SHANGHAI, May 30 (SMM) –
Copper: As shorts aggressively loaded up their positions, three-month LME copper tumbled to $5,873.5/mt, the lowest in more than four months on Wednesday before it ended 1.26% lower at $5,891/mt. The most active SHFE July contract opened lower and fluctuated to close overnight session 0.74% lower at 46,640 yuan/mt. Copper prices are more likely to decline than rise in the near term as market sentiment soured. LME copper is expected to trade between $5,870-5,920/mt today, with SHFE copper at 46,550-47,000 yuan/mt. Spot premiums are seen firmer at 30-80 yuan/mt as lower prices of futures are likely to spur purchases.
Aluminium: Despite a 23,550-mt decline in LME aluminium stocks, three-month LME aluminium declined 0.42% on Wednesday to close at $1,796/mt, as the market remained focused on greater alumina supplies. LME aluminium is expected to trade between $1,750-1,850/mt today. As longs trimmed and shorts added their positions, the most traded SHFE July contract relinquished earlier gains to finish 0.49% lower at 14,150 yuan/mt overnight. A pause in the uptrend of alumina prices, lower costs for power and coal as well as the expectations for weaker consumption in next one to two months are likely to prevent SHFE aluminium from extending its gains. It is likely to pull back in the short term, but falling inventories will limit the declines.
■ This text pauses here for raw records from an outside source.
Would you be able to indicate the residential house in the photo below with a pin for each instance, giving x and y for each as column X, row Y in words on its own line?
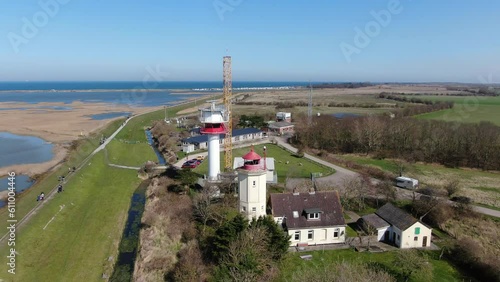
column 281, row 127
column 397, row 227
column 313, row 218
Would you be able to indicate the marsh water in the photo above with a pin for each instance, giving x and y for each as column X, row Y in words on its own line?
column 18, row 149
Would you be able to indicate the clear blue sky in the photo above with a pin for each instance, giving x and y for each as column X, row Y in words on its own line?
column 270, row 40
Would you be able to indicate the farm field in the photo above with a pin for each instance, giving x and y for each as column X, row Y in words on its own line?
column 471, row 109
column 482, row 186
column 74, row 234
column 281, row 156
column 293, row 265
column 83, row 225
column 135, row 155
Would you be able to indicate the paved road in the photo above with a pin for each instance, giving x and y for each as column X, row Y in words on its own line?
column 338, row 178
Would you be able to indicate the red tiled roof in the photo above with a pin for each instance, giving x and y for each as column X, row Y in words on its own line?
column 252, row 156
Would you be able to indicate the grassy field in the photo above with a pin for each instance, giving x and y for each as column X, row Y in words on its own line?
column 294, row 265
column 280, row 156
column 130, row 154
column 73, row 236
column 82, row 235
column 482, row 186
column 26, row 200
column 466, row 109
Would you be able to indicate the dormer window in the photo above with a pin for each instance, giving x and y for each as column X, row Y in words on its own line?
column 313, row 214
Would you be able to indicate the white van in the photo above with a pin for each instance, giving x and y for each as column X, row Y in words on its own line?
column 406, row 182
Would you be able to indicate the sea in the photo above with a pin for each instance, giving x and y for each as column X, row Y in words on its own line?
column 131, row 93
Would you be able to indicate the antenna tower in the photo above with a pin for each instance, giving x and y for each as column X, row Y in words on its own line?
column 227, row 96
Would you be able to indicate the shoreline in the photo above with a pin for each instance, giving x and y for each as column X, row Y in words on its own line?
column 62, row 141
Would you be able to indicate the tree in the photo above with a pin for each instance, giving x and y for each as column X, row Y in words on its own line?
column 225, row 234
column 277, row 240
column 452, row 187
column 411, row 262
column 187, row 177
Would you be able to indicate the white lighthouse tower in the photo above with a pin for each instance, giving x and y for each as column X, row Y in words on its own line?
column 252, row 186
column 213, row 119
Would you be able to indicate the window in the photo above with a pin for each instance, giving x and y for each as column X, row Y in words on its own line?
column 310, row 234
column 314, row 215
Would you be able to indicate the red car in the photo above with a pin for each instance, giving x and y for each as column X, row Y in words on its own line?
column 190, row 164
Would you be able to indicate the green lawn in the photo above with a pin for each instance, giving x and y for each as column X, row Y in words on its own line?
column 130, row 154
column 281, row 157
column 466, row 109
column 76, row 244
column 25, row 201
column 482, row 186
column 293, row 264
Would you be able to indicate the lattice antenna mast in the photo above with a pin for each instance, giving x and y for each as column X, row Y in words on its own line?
column 309, row 108
column 227, row 97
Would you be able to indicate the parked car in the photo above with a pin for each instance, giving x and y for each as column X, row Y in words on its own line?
column 406, row 182
column 190, row 164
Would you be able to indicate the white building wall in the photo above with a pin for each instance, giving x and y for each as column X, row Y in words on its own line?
column 252, row 193
column 213, row 157
column 381, row 233
column 408, row 236
column 320, row 235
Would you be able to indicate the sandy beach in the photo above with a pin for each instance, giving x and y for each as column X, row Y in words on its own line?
column 59, row 127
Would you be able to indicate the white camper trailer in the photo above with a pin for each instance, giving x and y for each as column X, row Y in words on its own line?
column 406, row 182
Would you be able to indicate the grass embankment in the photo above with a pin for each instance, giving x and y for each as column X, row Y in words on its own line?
column 471, row 109
column 26, row 201
column 482, row 186
column 76, row 245
column 82, row 227
column 135, row 155
column 281, row 157
column 294, row 265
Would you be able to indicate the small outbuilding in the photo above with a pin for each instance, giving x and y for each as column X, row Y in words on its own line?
column 404, row 231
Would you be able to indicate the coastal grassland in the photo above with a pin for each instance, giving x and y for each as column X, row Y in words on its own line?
column 293, row 265
column 269, row 110
column 482, row 186
column 134, row 131
column 26, row 201
column 83, row 226
column 121, row 153
column 281, row 157
column 471, row 109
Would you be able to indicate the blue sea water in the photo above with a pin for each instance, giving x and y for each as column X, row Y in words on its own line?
column 84, row 85
column 16, row 149
column 110, row 115
column 133, row 94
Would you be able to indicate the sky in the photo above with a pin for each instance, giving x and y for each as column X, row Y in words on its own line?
column 269, row 40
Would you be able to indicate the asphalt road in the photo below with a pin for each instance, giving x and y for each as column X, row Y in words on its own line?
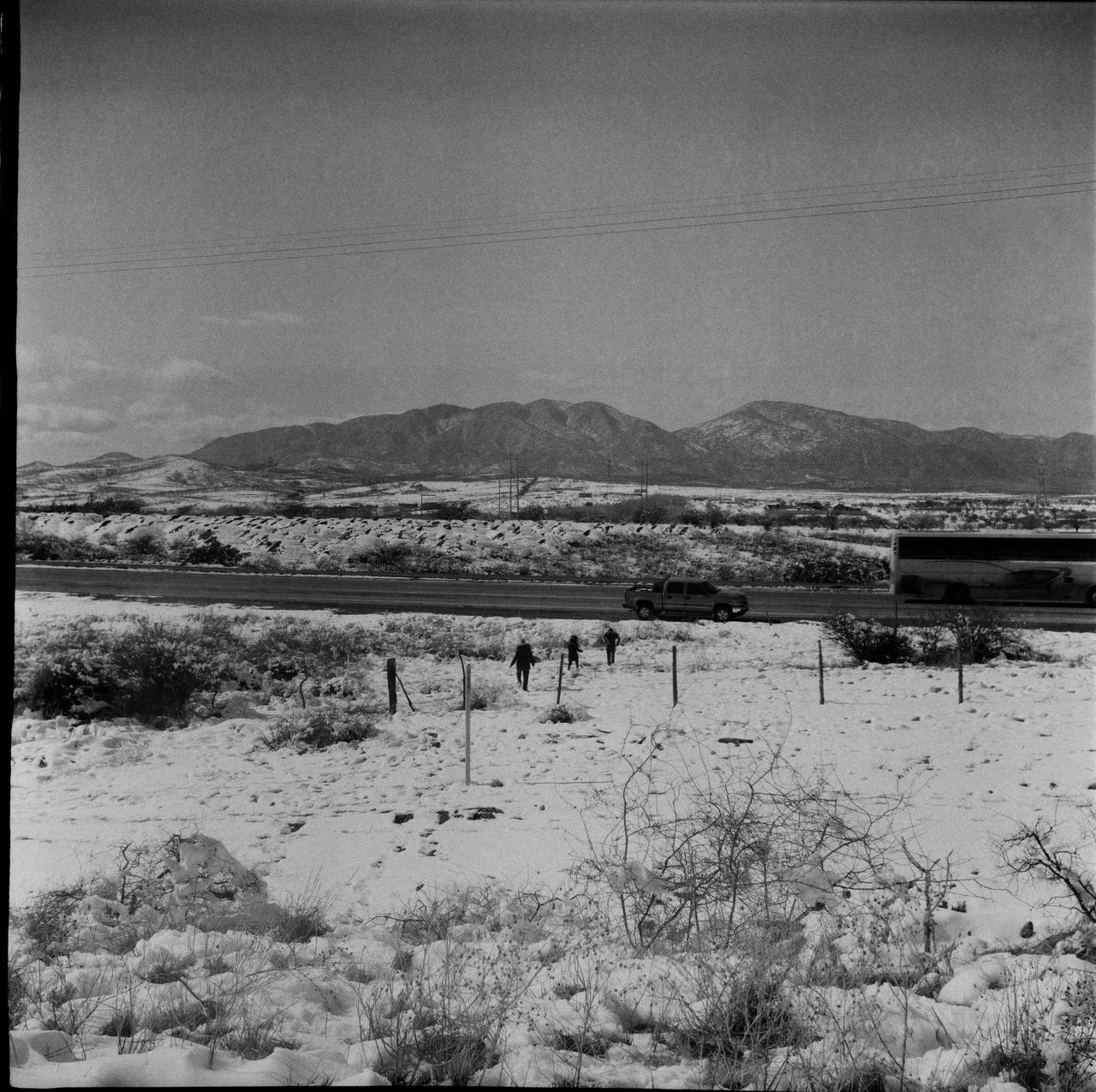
column 360, row 594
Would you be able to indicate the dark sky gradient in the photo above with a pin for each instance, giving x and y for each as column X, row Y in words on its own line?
column 146, row 125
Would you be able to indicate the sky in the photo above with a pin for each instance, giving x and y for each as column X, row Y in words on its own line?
column 241, row 214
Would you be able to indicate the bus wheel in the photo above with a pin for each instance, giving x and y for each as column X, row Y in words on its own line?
column 957, row 594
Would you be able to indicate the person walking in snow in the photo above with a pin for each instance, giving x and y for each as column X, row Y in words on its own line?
column 611, row 638
column 572, row 653
column 523, row 660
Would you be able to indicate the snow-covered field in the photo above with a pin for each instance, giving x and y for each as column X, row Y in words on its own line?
column 395, row 821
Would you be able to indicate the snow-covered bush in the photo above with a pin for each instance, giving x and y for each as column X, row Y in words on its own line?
column 206, row 548
column 322, row 725
column 158, row 671
column 1037, row 848
column 867, row 641
column 693, row 860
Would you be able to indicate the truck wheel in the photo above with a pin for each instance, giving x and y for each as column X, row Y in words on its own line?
column 957, row 594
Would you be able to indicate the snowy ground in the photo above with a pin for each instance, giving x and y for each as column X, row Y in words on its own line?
column 377, row 826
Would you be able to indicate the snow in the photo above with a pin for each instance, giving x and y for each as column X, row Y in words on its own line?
column 1021, row 746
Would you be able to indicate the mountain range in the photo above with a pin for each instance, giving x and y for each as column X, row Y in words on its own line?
column 760, row 445
column 763, row 445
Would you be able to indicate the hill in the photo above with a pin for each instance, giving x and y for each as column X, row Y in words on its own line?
column 760, row 445
column 763, row 445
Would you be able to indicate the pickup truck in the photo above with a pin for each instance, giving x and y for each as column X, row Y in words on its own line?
column 682, row 597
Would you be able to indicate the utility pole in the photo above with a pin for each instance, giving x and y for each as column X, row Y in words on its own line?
column 1040, row 496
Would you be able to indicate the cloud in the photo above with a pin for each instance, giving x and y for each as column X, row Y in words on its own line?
column 178, row 426
column 254, row 318
column 57, row 418
column 178, row 370
column 281, row 318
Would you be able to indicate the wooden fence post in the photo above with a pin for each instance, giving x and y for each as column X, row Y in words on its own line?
column 390, row 666
column 468, row 724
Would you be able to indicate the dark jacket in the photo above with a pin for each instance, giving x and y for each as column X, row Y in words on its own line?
column 524, row 657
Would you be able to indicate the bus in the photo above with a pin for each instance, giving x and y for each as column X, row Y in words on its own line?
column 994, row 566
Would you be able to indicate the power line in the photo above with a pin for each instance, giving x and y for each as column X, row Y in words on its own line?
column 575, row 230
column 983, row 178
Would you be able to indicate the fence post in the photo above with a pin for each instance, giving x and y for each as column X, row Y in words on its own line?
column 468, row 724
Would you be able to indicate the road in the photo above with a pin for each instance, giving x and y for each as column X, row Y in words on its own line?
column 360, row 594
SHFE aluminium is expected to trade between 14,100-14,200 yuan/mt today, with spot premiums of up to 30 yuan/mt over the SHFE 1906 contract.
Zinc: A strong US dollar depressed three-month LME zinc to an intraday low of $2,525/mt on Wednesday before it recovered some ground on further lower LME zinc inventories, and closed at $2,540.5/mt, down 0.72% on the day. While LME zinc inventories continued to fall, technical pressure is likely to subdue LME zinc, which is expected to hover around the five-day moving average today, with most transactions at $2,525/2,575/mt. The most traded SHFE July contract rebounded from earlier lows to end overnight 0.07% weaker at 20,635 yuan/mt. Support was at the 10-day moving average. The contract is expected to perform weakly and trade rangebound around the 10-day moving average today, with a range of 20,500-21,000 yuan/mt. Despite a wider spread between futures contracts, spot trades remained poor, which grows the expectations for an increase in social inventories.
Nickel: Three-month LME nickel slipped 0.91% to close at $12,040/mt on Wednesday. The most traded SHFE July contract traded around 98,400 yuan/mt in a tight range to close 0.5% weaker at 98,390 yuan/mt overnight.
Lead: Three-month LME lead bucked the downtrend across the nonferrous complex on Wednesday, gaining 0.58% to end at $1,823.5/mt. Support was strong at $1,800/mt. We see limited upside in LME lead, which is expected to try to stand firmly above the 20-day moving average in the short term. The most active SHFE July contract also rebounded overnight, rising 0.97% to close at 16,120 yuan/mt. Resistance was from the 20-day moving average. SHFE lead has remained rangebound between 15,800-16,300 yuan/mt since mid-May, with the fundamentals having yet to see a substantial change.
Tin: A drop in LME tin inventories, the stronger greenback and lower crude prices dragged three-month LME tin much lower on Wednesday, which dropped 1.86% to end at $18,770/mt. Support is seen at $18,500/mt for LME tin. The most liquid SHFE September contract followed its LME counterpart to open lower overnight, and closed 0.9% down at 144,350 yuan/mt. Support is seen at 143,500 yuan/mt for SHFE tin.